To investigate a specific apparently slow running query, you first need to determine which node the query is running on. To identify the node on which the query is running, log on to the nodes and use the pg_stat_activity view to see running queries.

Note

Remember that even for a single query running on one node, the whole cluster can show activity, because the storage layer is distributed over all nodes.

After you identify the correct node, YSQL provides two views you can use to identify SQL statements and their performance characteristics:

  • pg_stat_activity provides an overview, including SQL, of current activity. Apart from the query text, it does not provide information about the SQL executed; rather it shows the current state of the PostgreSQL backend.

  • pg_stat_statements provides historic information about executed SQL statements. Currently, no 'block'/'blk' information is recorded (which is logical and physical I/O information), because the PostgreSQL I/O codepath is not used.

Which view you use for performance tuning depends on the performance issue and whether you can witness the performance problem happening live, or if it was a performance problem in the past.

Note that identical queries might not perform identically because of differences in data.

After you identify a problematic SQL statement, the next step is to look at the execution plan using EXPLAIN. An execution plan is the order and method of execution to perform the work requested in the SQL statement. This plan is generated by the database planner.

YugabyteDB uses PostgreSQL’s cost-based optimizer, which estimates the costs of each possible execution plan for an SQL statement. The planner calculates the cheapest plan to execute a query, assuming that is also the fastest and the best plan, based on statistics derived from the database table and supporting structures like secondary indexes. The execution plan with the lowest cost finally is executed.

Note

Currently, YugabyteDB does not perform size-specific costing, and assumes every plan generates a thousand rows, which translates to a cost of a thousand.

You can use EXPLAIN in two modes:

  • The default mode shows the plan that the planner created and the predicted cost.

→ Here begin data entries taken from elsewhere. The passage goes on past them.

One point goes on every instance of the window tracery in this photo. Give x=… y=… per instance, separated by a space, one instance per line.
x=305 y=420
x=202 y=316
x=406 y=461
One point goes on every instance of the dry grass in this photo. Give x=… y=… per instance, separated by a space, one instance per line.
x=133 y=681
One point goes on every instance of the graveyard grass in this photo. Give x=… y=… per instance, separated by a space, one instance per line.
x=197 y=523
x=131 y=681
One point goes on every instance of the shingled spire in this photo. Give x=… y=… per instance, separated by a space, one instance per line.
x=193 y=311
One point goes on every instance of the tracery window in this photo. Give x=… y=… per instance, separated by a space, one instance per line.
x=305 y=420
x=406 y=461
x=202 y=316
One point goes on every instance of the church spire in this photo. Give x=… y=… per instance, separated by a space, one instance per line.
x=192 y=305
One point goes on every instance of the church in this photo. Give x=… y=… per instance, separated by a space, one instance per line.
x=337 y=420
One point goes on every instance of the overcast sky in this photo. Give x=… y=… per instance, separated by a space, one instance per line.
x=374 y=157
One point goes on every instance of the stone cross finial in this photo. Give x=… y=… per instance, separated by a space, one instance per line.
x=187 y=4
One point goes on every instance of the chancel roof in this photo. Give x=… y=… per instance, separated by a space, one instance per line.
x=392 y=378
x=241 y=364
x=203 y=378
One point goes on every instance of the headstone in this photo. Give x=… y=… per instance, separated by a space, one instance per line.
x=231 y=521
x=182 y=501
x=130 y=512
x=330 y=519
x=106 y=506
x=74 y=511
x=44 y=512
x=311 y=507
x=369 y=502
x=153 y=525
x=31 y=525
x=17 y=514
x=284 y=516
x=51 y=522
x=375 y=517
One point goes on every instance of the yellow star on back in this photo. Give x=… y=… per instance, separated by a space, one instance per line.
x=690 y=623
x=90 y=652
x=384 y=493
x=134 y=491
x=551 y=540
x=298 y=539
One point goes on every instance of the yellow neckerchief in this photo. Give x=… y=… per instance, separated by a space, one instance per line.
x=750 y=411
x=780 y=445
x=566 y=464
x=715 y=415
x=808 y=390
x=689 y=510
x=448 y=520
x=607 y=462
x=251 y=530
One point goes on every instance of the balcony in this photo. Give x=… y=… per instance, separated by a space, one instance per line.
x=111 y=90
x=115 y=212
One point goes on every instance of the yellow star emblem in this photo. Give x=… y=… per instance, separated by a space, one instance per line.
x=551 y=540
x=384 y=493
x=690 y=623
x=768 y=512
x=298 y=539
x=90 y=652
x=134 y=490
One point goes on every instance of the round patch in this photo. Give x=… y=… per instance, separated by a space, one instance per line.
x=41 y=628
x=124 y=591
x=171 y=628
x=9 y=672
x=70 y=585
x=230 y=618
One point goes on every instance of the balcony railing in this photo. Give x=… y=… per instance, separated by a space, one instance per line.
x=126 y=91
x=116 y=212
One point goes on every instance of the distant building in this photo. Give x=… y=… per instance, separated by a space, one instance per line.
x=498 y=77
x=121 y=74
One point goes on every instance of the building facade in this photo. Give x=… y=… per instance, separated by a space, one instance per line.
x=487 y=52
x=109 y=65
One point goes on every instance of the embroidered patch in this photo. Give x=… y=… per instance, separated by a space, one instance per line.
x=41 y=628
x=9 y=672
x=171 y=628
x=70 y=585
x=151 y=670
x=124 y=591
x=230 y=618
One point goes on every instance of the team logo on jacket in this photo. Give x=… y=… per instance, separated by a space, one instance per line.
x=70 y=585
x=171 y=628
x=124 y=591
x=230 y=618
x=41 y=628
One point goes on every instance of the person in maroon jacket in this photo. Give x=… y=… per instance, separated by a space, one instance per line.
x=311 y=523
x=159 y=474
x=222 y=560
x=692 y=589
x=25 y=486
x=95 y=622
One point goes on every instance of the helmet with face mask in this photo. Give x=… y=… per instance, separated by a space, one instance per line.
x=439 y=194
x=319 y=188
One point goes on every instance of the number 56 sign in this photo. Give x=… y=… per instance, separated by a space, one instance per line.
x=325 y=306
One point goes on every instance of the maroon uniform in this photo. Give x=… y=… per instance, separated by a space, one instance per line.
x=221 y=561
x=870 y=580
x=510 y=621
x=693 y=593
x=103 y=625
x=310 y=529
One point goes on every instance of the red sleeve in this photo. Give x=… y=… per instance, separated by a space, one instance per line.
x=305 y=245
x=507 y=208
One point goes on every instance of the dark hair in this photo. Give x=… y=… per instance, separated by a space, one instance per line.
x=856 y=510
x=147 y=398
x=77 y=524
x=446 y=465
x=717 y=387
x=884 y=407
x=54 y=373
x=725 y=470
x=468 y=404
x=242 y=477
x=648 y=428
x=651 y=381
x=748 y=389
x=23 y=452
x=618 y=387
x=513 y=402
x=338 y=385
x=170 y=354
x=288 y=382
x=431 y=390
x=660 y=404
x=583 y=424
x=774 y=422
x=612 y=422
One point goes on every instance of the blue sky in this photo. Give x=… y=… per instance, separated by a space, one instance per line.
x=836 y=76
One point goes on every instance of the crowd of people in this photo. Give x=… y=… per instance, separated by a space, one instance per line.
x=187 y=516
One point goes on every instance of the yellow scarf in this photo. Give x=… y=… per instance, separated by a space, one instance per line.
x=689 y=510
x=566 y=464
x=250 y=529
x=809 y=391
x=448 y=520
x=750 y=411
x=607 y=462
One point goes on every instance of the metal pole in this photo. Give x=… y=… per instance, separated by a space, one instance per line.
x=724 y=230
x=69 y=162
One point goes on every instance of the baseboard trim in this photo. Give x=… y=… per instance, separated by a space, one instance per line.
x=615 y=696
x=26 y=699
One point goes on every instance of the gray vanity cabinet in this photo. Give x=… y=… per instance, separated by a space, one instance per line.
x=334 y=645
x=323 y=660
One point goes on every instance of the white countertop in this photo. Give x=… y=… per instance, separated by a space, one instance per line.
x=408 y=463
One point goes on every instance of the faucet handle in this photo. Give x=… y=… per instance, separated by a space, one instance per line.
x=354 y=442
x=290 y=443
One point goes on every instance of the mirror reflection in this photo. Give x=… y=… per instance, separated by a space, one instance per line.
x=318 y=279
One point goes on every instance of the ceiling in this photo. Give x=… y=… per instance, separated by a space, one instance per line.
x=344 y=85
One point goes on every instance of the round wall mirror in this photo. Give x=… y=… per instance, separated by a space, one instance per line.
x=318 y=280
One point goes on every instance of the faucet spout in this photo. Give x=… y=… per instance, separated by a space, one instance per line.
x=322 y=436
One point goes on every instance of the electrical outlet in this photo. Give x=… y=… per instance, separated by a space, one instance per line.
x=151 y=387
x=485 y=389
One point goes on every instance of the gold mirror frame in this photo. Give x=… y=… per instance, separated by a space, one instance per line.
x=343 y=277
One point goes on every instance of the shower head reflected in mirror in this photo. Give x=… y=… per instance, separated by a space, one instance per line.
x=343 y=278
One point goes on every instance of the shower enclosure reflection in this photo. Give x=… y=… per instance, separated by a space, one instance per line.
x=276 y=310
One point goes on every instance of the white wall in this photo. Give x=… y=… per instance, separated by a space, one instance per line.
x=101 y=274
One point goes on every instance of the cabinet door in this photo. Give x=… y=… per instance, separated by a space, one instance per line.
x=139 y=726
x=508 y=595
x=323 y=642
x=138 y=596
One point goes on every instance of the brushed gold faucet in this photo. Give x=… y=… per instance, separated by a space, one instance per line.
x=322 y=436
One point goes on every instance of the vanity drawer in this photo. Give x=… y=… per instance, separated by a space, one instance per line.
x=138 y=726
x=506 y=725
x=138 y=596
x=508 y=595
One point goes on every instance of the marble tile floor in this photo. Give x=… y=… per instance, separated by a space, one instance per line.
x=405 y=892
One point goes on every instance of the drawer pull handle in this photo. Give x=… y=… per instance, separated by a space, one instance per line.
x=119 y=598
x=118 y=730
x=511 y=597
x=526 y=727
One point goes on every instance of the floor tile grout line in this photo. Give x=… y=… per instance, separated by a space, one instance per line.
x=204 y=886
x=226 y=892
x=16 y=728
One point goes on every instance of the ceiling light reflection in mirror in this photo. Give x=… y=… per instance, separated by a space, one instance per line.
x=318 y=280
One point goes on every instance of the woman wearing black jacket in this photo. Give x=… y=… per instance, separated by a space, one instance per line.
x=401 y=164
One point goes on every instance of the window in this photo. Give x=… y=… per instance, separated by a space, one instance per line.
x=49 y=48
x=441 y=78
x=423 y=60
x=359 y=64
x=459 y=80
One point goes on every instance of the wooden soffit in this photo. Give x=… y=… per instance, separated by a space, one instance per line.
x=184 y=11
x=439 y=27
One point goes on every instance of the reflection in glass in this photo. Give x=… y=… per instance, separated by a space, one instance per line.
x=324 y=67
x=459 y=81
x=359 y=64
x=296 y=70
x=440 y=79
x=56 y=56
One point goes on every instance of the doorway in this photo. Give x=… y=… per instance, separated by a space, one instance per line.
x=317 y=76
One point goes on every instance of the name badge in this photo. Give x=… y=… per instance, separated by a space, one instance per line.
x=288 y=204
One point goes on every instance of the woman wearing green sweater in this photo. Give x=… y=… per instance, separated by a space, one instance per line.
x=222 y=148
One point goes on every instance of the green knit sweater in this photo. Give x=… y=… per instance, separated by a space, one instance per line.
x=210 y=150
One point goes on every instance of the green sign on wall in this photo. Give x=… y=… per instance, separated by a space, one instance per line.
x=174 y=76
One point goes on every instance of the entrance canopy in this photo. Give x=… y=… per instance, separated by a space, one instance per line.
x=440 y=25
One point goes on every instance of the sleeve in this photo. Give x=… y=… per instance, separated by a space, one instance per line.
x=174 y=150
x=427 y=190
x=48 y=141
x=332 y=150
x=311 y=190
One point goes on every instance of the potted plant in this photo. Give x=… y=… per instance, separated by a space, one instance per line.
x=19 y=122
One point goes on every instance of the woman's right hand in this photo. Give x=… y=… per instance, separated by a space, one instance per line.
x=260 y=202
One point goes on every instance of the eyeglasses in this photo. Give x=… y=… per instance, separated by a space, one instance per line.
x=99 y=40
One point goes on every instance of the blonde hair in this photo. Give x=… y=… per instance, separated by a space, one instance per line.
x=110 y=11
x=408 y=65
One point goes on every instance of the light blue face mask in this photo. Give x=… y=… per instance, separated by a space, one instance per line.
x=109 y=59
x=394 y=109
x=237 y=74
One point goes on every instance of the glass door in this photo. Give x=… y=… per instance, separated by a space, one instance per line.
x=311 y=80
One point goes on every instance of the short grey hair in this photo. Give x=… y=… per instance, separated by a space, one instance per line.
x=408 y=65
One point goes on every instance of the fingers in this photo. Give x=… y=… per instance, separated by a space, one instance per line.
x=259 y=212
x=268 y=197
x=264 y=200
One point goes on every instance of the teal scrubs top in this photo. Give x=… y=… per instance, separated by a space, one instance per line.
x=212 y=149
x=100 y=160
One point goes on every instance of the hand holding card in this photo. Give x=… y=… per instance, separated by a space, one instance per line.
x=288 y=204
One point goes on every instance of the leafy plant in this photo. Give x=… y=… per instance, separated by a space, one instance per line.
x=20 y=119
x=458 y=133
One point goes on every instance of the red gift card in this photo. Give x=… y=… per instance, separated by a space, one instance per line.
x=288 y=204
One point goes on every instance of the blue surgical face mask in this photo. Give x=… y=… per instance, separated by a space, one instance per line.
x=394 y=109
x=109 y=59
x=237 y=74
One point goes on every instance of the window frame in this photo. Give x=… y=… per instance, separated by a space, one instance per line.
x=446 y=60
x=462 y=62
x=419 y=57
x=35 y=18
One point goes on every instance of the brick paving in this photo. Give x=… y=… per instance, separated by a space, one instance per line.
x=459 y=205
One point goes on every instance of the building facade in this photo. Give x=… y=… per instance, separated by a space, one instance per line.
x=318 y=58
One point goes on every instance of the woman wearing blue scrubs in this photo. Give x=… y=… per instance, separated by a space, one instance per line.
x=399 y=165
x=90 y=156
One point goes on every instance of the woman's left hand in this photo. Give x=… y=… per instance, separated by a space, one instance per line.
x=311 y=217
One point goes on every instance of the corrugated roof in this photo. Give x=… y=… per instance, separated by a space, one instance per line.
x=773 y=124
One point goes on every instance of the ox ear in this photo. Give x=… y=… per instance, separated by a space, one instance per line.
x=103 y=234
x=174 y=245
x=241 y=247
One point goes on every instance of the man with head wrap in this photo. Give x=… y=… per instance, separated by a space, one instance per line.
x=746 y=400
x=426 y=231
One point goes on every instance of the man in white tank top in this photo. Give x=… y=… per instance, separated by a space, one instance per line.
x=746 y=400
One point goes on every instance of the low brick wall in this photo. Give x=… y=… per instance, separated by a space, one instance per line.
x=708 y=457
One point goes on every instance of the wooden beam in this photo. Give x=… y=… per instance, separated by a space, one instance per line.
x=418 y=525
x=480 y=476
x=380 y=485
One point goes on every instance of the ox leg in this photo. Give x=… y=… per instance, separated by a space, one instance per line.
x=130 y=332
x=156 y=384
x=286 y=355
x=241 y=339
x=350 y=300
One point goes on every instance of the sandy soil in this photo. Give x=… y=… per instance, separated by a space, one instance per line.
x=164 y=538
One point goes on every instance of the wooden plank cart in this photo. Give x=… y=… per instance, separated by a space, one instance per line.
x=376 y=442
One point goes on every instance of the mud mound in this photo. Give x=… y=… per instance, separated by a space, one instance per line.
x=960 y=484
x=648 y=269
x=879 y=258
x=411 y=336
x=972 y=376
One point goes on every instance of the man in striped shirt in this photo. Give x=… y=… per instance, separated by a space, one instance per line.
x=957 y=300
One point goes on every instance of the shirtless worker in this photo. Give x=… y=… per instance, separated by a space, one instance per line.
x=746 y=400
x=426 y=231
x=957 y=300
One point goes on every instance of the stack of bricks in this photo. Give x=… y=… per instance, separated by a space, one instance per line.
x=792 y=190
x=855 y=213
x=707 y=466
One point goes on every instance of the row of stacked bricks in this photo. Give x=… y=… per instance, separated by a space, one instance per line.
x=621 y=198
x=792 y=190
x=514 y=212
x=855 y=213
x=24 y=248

  • EXPLAIN ANALYZE mode executes the query, measures the time and actual work done, and adds these statistics to the execution plan as 'actual'.

Both the predicted and actual statistics have their uses. The predicted statistics are what the planner uses, and assuming the statistics don't change, the planner will come up with the same execution plan the next time the query is run, even if it caused performance issues in the past. The actual statistics show how much and what work was actually performed, and thus are beneficial to see the effectiveness of the execution plan.

Tip

Complex execution plans can be difficult to read or understand. Use online tools to calculate and visualize execution plan timelines. For example, https://explain.dalibo.com.

Performance tuning tools in YugabyteDB

YugabyteDB provides a number of familiar tools you can use for tuning queries.

Find slow queries

Use the pg_stat_statements extension to get statistics on past queries. Using pg_stat_statements, you can investigate queries by userid and dbid, calls, rows, and min, max, mean, standard deviation and total time.

The pg_stat_statements extension module is installed by default, but must be enabled for a database before you can query the pg_stat_statements view.

CREATE EXTENSION if not exists pg_stat_statements;

To get the output of pg_stat_statements in JSON format, visit https://<yb-tserver-ip>:13000/statements in your web browser, where <yb-tserver-ip> is the IP address of any YB-TServer node in your cluster.

For more information, refer to Get query statistics using pg_stat_statements.

View live queries

Use the pg_stat_activity view to get information on currently running tasks. Using pg_stat_activity you can identify inactive, active, and long time active sessions, and get process information and the current query.

To get the output of pg_stat_activity in JSON format, visit https://<yb-tserver-ip>:13000/rpcz in your web browser, where <yb-tserver-ip> is the IP address of any YB-TServer node in your cluster.

For more information, refer to View live queries with pg_stat_activity.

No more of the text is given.